Stylistically the songs really run the gamut- there are a handful of Pierce's most solid ballads (like it or not, he does them very well) as well as some of his best and most unique rockers. 'I am What I am' and 'Heading for the Top' are fantastic both lyrically and musically- the former a collaboration with Dr. John from 1998 (which can be heard on a BBC session in a completely different form) that has a bassline that recalls 'Come Together' by the Beatles and a call-and-response chorus between Pierce and a Gospel choir over a backdrop of swampy overlapped percussion and squalling guitars. It segues nicely into the moody and slow-burning brilliance of 'Mary' which starts with an organ drone and some meandering wah-wah guitars and builds into a cinematic burst of dramatic string swells that wouldn't be out of place on a Curtis Mayfield record. Fantastic. Closing track 'So Long you Pretty Thing' is an interesting amalgam of influences- it starts with a verse written by Pierce's daughter Poppy (who also sings the lyrics with Pierce) over some stark piano that gives way suddenly to a swell of strings leading into a descending soul ballad that features some of Pierce's 'help me lord/Jesus' type lyrics that then jumps abruptly into a wide-eyed and soaring extended figure that frankly could go on forever. The overall effect as a closing track is closest in my mind to 'Won't Get to Heaven (The State I'm in)' off of 2001's 'Let it Come Down.' It's probably the best closing track from any Spiritualized album. Opener and lead single 'Hey Jane' is a nine-minute driving jangler in two parts (how many people still bother to do two-part singles?) that implodes in the middle only to build itself up again into one of the most beautiful and uplifting hooks in the band's career.

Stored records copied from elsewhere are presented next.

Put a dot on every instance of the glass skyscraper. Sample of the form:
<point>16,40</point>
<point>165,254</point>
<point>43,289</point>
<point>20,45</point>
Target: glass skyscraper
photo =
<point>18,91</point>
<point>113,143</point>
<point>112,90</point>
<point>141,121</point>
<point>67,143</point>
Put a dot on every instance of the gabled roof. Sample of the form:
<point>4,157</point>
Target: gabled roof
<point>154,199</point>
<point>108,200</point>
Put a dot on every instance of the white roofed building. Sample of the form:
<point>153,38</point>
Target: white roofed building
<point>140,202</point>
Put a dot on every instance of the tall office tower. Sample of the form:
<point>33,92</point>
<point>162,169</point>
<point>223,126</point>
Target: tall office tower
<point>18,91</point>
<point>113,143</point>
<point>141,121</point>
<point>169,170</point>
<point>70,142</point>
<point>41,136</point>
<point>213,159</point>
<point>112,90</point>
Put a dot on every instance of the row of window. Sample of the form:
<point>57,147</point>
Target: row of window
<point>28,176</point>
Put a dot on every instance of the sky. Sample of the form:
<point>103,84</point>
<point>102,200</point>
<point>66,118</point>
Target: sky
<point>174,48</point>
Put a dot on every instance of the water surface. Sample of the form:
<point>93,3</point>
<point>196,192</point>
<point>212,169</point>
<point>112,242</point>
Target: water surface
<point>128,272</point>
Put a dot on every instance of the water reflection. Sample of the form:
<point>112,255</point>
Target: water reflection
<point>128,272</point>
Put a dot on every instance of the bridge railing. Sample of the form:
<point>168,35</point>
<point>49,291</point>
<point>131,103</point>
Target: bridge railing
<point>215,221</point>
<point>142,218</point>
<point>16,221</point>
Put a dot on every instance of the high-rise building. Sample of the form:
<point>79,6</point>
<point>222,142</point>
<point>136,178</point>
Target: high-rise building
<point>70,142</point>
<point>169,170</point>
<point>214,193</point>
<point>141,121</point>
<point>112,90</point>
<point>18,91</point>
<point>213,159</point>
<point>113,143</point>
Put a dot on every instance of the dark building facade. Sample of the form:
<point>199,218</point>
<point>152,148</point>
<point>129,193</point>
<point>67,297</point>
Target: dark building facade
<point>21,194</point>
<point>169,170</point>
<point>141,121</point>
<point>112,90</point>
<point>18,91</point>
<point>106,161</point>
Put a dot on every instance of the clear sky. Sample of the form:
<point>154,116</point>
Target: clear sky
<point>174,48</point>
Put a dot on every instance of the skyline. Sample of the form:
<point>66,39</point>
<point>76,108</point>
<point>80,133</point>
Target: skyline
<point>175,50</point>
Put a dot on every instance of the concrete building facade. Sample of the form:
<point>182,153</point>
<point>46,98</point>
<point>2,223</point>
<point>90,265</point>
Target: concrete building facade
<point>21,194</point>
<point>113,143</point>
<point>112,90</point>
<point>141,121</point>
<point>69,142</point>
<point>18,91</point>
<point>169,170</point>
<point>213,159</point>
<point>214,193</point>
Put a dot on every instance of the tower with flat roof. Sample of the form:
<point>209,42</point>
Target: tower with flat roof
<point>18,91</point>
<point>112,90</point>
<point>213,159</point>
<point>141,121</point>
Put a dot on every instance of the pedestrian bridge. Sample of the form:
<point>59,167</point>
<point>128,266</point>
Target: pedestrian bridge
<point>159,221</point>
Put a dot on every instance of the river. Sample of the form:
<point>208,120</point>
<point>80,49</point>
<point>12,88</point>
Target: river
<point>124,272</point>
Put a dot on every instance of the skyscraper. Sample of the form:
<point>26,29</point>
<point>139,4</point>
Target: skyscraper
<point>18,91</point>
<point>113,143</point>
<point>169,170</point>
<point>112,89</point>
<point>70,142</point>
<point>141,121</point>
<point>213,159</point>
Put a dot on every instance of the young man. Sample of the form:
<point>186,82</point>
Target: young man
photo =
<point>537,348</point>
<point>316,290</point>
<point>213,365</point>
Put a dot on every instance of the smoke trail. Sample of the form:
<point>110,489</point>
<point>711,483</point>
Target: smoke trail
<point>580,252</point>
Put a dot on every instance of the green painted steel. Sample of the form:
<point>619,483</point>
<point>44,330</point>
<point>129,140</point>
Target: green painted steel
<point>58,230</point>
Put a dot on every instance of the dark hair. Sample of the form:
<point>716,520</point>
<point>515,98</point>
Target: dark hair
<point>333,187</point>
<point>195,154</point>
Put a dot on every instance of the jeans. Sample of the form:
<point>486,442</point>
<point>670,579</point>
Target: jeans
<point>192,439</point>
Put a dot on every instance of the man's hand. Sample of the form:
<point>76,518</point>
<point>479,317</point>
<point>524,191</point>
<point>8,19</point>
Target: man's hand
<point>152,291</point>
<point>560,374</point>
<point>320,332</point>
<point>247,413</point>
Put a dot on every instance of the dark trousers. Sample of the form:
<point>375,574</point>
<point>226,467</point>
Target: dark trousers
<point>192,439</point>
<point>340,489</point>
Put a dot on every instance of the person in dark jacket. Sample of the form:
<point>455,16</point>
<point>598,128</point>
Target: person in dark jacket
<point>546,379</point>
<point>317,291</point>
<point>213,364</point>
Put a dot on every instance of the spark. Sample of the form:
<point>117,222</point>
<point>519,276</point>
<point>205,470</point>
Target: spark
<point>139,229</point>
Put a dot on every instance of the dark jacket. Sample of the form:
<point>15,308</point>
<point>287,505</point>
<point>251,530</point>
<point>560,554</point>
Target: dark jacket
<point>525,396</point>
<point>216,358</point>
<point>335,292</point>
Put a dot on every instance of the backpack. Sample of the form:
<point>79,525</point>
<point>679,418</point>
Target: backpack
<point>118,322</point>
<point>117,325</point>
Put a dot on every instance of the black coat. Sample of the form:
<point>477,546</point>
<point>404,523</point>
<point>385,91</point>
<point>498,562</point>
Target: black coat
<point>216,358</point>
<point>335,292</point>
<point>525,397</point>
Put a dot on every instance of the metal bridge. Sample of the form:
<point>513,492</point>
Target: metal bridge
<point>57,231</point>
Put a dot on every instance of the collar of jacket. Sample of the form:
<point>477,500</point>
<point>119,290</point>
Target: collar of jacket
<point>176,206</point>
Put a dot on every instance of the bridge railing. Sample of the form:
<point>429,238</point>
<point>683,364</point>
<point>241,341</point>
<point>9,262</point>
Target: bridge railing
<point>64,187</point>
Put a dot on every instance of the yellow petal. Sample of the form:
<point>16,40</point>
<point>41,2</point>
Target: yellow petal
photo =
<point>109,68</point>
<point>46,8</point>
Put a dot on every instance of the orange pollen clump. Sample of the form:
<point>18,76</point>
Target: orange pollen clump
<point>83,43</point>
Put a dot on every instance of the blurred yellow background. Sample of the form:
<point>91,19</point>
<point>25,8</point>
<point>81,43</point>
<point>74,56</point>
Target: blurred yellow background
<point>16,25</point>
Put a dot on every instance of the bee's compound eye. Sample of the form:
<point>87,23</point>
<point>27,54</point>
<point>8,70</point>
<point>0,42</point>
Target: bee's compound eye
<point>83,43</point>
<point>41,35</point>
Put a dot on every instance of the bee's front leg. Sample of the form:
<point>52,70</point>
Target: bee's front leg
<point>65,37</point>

I would try to rank this album against the rest of Spiritualized's output but I have a difficult time figuring out which album belongs at the top of such a ranking and which one belongs at the bottom. I continue to be impressed and amazed by the fact that every Spiritualized album proves to be so rich with affecting and moving songs that continually stretch the boundaries of what the band does while working within their own distinctive framework. It's also thrilling to hear something so vital coming out of a band 20 years into its career.